Chinese New Year Couplets
Chun lian (春联) couplets are essentially greetings that express happiness and desire for prosperity or a good life in the coming year. Meaningful words formed into a poetic couplet are written on vertical strips of red paper in elegant calligraphic stokes and are hung on both sides of the main door to welcome the New Year. Known as chun lian, these couplets appear only during the new year while the rest of the year, dui lian (对联) couplets are hung at the threshold. The couplet is often broken into two sections where the first line is hung on the right hand side of the door while the second line goes to the left. A third horizontal line may be included and pasted across the top part of the door. Not any old line is eligible to be called a chun lian as the lines need to be brief, succinct in the point it is making, lyrical and grammatically correct. Scholars train for years in this art and their creations are highly prized.

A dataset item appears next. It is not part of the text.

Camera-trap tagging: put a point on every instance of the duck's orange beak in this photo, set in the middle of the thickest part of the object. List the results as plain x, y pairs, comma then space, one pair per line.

2013 marks the arrival of the year of the water snake. The 12 animals that make up the Chinese zodiac take turn presiding over each year in a 60-year cycle, with each animal zodiac being further broken down to one of the five elements: Earth, wood, water, fire and metal. There are many legends attached to the origins of the zodiac animals but the popular ones include Lord Buddha inviting all animals to a grand feast (a race in another version). The sequence of the animals in the zodiac indicates the order of their appearance from first to twelfth at the feast. Yet another tale says the Jade King, out of boredom in his heavenly abode, summoned all creatures of the earth to his palace. Although the mightiest creatures occupy top spots due to strength and brawn, the rat used its cunning and earned first position by jumping over the ox’s horns, catapulting itself into first place. The remaining 11 in sequence are the ox, tiger, rabbit, dragon, snake, horse, goat, monkey, dog, rooster and pig. In Vietnam, the cat replaces the rabbit, while some northern Thai communities replace the pig with the elephant. People born under each animal sign are said to exhibit both positive and negative qualities of their signs. Monkey-born can be both imaginative and curious while being nosy and sneaky too. The Pig-born is hardworking and compassionate but obstinate and gullible as well.
The Reunion Dinner
The new year celebration not only marks the beginning of a new year, it is also to time to bid farewell to the old year. As such, the point where the year is about to end is also celebrated grandly with a huge reunion dinner. Ancestor worship is an integral part of Chinese culture and the eve of the new year is the time when the family prepares a huge feast in thanking the gods and family deities, and honouring their ancestors. Apart from instilling filial piety, kinship and loyalty in children and family members, ancestor worship also ensures the family receives full blessings and protection in the new year from elders who’ve since departed the earthly realm.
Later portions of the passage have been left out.